20.  Look at actual occupancy rates to determine if there are unneeded beds – there are several units where occupancy is quite low – or are there efficiencies re: periods of time when beds are not needed (i.e. are many surgery floor beds empty on the weekends, can staffing model therefore be changed?)

21.  Analyze the data re: reduction in palliative care admissions and reduction in CHF admissions over past several years since these programs have been in place in PECMH to determine how many admissions have been avoided

22.  Increase the number of beds at PECMH and the number of surgical and other procedures performed there to capitalize on the cost-effective, efficient, highly collaborative model of care.
– PECMH provides a model of rural hospital / community collaborative healthcare that should be replicated elsewhere in QHC
– for example, the PEFHT pays full cost rent for space at PECMH through which the PEFHT offers numerous outpatient clinics to the benefit of our patients, and the financial benefit of QHC;  perhaps more outpatient care could be provided this way at other sites
– take advantage of the large number of Family Physicians who provide high quality inpatient care by providing “step-down” care at PECMH for any patients – whether from PEC or not

23.  Review in detail how Ottawa and St. Joseph’s hospitals have found their required cost savings without cutting beds
– recall that Ontario already has a very low number of hospital beds per capita – compared to 32 OECD countries, Ontario is 4th from last;  Canada has roughly half the number of beds per capita than the OECD average;  and Ontario has a potentially dangerously high occupancy rate;  the ideal occupancy rate is 85% to ensure space for patients in need of admission, avoid overcrowding in ER, etc, and QHC sites are all well over 90% occupancy for medicine beds – this risk of cutting medicine beds is very very high

24.  Ensure the PEC physicians are actively involved in any committees examining the issues of obstetrics and endoscopy at PEC, as well as the issue of ER bypass

25.  Cut costs in purchasing.  Anecdotal information indicates that purchasing costs have increased substantially since joining the Kingston group in an effort to reduce costs.  If this is true, reverting to the previous system should be very easy to do quickly with significant potential savings within this year.

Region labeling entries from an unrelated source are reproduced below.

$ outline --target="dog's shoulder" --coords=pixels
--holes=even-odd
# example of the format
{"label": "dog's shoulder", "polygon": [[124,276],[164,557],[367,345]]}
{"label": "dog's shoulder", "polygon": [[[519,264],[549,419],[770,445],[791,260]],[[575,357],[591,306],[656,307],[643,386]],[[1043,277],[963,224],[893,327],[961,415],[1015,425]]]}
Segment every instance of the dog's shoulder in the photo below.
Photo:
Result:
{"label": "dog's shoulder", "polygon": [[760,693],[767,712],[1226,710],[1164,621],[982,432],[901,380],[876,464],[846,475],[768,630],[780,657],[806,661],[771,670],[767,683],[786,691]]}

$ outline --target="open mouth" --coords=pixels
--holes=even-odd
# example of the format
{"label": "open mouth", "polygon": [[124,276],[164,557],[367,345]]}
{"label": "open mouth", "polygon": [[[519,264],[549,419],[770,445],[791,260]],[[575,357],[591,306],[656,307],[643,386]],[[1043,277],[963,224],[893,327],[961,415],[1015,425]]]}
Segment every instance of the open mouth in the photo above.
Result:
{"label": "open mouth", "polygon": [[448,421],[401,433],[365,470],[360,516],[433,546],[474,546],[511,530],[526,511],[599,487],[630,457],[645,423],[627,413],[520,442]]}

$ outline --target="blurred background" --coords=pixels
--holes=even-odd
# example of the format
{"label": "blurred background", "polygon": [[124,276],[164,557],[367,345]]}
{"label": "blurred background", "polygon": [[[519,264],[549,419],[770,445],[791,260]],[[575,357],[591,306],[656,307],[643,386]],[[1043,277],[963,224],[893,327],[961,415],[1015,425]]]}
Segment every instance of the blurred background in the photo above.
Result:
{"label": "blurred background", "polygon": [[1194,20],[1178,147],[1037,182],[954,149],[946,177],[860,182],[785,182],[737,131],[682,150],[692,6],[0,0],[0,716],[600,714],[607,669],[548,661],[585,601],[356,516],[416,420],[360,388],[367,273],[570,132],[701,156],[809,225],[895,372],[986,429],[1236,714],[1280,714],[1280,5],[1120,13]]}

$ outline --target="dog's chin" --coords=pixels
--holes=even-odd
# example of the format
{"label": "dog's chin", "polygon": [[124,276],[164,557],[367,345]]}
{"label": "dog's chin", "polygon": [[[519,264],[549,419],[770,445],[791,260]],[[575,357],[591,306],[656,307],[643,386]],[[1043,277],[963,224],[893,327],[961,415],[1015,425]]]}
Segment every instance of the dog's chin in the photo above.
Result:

26.  Request a much longer “roll-out” period for QHC cuts, particularly in light of the active plans that are in place which may well have an impact on occupancy.

As you can see, the PEC physicians have indeed provided a number of concrete suggestions.  The SLT has indicated that this past month of discussions with physicians has been the source of patient impact information.  In light of the advice from us and others that the proposed bed cuts to medicine beds across QHC poses a significant risk to patients, we urge the SLT to reconsider the order of implementation of cuts.  Focus on non-clinical savings first – and there would certainly appear to be sufficient savings to be had to satisfy the MOH in the first year.

-Respectfully submitted by PECMH Physicians.